Today’s Mark Levinson brand of electronics traces it lineage back to 1972 when Mark Levinson (the man) founded Mark Levinson Audio Systems (MLAS). The company’s first product, the JC-1 preamp (named after its designer, the great John Curl), jump-started the entire American high-end renaissance in the early-to-mid 1970s. Along with Audio Research and Magnepan, MLAS paved the way for the creativity and innovation in high-performance audio design that continues more than thirty years later.

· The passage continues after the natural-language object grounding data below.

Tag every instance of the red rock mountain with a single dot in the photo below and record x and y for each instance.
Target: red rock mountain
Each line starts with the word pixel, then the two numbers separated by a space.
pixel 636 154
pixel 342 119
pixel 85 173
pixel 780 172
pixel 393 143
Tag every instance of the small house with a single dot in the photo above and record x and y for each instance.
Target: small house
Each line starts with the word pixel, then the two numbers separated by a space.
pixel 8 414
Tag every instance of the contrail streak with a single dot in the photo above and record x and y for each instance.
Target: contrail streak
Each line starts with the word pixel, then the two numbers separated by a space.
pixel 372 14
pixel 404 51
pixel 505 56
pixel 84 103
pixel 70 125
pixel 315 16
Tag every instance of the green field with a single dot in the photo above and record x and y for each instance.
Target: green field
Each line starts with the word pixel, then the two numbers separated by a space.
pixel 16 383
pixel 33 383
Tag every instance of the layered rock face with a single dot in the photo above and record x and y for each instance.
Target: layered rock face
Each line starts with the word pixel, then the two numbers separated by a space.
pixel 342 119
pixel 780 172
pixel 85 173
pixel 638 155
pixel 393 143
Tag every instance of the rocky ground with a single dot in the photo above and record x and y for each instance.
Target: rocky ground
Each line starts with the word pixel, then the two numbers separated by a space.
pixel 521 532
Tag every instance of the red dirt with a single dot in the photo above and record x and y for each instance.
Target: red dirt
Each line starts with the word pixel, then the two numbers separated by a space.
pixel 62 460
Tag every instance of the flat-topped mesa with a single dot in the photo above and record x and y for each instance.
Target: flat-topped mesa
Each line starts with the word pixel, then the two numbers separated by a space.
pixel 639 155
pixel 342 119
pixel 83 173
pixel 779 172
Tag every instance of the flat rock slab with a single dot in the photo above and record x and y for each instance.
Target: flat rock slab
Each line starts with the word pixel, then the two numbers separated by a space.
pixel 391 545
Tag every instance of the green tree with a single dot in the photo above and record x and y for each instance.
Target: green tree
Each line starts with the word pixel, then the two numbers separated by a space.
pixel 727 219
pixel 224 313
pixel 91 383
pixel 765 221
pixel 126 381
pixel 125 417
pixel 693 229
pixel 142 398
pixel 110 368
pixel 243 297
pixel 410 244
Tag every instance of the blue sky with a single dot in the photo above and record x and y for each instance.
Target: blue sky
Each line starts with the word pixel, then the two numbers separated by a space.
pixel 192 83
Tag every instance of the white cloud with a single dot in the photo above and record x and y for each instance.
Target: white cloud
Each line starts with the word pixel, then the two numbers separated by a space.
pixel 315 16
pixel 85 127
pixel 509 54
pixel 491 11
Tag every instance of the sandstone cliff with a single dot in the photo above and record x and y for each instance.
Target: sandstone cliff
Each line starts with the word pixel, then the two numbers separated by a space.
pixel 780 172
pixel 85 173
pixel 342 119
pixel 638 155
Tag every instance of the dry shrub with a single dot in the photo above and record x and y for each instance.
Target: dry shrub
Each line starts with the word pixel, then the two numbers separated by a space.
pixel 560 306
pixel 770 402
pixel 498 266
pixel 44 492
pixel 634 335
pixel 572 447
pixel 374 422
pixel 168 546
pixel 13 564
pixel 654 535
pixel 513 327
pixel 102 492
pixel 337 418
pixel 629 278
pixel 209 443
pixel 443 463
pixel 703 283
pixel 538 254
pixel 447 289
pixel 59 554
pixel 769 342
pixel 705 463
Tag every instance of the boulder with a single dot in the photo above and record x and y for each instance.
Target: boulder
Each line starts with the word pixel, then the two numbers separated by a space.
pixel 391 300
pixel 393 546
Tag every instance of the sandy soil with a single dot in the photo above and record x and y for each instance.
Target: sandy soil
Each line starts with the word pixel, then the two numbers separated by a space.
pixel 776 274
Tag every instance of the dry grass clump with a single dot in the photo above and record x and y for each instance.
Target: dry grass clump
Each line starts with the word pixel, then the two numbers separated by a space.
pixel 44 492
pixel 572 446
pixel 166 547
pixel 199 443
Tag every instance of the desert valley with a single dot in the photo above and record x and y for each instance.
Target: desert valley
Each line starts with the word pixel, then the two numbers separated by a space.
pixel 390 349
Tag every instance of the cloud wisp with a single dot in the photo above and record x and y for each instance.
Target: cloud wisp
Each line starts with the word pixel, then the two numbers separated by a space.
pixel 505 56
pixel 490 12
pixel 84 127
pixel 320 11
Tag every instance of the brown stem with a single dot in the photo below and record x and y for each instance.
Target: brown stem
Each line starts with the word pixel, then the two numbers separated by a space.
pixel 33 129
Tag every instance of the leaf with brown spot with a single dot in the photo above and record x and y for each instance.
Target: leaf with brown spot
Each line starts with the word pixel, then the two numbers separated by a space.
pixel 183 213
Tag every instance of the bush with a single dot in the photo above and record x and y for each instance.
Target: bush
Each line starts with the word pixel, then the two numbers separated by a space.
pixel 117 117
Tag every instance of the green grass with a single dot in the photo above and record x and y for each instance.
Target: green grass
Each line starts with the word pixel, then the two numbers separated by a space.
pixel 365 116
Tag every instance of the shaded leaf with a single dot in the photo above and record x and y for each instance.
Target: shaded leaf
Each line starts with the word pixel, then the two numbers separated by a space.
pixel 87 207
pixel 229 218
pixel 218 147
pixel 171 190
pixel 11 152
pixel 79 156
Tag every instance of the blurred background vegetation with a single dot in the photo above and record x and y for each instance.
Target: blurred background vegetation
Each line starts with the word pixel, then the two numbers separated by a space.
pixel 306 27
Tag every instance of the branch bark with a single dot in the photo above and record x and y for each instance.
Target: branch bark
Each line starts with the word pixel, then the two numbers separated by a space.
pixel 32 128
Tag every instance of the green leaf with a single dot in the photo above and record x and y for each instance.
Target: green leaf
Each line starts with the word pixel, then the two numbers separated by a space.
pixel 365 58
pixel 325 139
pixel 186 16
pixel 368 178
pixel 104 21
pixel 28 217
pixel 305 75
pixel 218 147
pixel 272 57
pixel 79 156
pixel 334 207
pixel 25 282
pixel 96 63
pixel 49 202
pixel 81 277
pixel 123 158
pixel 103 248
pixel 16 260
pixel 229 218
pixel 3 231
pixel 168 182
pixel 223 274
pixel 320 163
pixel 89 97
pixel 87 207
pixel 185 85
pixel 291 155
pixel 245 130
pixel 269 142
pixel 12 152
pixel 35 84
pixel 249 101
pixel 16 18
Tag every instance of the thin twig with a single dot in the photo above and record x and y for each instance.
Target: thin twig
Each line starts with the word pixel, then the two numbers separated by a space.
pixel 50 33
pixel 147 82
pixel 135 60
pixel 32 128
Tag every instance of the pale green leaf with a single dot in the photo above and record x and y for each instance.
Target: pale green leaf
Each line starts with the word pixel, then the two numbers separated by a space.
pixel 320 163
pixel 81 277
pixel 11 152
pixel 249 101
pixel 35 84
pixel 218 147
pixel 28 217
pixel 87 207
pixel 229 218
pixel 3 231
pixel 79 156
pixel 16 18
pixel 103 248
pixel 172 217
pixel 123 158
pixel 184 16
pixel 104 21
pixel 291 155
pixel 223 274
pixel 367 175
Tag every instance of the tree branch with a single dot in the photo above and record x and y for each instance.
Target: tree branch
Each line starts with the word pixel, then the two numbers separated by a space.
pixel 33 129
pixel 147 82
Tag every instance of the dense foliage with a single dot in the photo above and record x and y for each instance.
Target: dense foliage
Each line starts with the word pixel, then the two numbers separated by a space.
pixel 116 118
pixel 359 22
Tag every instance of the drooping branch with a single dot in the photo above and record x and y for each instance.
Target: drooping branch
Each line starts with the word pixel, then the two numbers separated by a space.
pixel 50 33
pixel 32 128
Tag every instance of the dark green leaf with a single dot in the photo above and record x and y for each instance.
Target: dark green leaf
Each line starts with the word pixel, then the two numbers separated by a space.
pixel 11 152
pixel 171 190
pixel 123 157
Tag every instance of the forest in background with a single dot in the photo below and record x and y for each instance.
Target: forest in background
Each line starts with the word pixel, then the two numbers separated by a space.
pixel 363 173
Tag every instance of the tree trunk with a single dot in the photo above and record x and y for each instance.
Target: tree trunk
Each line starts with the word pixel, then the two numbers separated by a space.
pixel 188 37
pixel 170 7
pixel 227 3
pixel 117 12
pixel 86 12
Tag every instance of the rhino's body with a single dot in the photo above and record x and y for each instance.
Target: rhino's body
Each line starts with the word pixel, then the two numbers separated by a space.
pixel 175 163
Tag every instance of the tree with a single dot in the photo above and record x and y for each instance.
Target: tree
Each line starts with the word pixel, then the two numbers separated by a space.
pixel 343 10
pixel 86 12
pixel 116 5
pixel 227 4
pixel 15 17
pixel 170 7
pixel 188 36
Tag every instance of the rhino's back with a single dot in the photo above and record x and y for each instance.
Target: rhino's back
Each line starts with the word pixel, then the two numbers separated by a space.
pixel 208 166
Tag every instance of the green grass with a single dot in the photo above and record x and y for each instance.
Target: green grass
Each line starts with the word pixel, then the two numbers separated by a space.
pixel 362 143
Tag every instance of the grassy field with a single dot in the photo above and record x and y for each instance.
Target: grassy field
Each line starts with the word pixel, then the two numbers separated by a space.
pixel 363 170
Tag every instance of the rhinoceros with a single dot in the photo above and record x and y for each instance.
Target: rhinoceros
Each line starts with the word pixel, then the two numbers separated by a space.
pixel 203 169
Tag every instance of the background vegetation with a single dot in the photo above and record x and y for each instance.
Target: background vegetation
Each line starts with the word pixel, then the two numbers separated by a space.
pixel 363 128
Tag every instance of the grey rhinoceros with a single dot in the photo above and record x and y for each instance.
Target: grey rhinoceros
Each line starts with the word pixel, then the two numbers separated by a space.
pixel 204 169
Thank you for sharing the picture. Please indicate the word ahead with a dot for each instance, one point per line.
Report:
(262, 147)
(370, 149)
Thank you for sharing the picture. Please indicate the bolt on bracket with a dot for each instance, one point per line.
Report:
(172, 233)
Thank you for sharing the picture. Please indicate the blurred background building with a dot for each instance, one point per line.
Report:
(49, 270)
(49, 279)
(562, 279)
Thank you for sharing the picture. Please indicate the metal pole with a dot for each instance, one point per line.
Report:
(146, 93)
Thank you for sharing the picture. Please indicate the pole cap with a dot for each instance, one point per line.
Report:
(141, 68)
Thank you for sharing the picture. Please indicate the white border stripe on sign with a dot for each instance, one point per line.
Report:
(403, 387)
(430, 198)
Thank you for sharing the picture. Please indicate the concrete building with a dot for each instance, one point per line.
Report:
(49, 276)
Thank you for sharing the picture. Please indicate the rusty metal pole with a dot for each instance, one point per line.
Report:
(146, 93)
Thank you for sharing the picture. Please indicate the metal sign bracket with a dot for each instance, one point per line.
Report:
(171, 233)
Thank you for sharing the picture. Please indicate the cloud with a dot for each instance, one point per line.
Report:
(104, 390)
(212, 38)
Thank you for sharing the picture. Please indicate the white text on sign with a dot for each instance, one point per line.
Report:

Unlike those two other pioneers of the American high end, which to this day are owned and operated by their respective founders, the Mark Levinson brand has been produced under a succession of corporate umbrellas. Founder Mark Levinson left the company in the early 1980s to start Cello. Madrigal Audio Laboratories, the parent company that owned the brand for much of its existence (1984 to 1995), sold part of the company to the giant Harman International in 1993. (By chance, I was at the factory on a tour the day the announcement was made to the employees.) The link between Madrigal and Harman was no accident; Madrigal CEO Sandy Berlin had been Sidney Harman’s right-hand man during the decades that Harman became a behemoth by buying smaller audio companies. Madrigal continued to operate independently until 1995 when Harman bought the remaining interest in the company. The Mark Levinson brand is now part of the Harman Specialty Group, which comprises Mark Levinson, Lexicon, and Revel.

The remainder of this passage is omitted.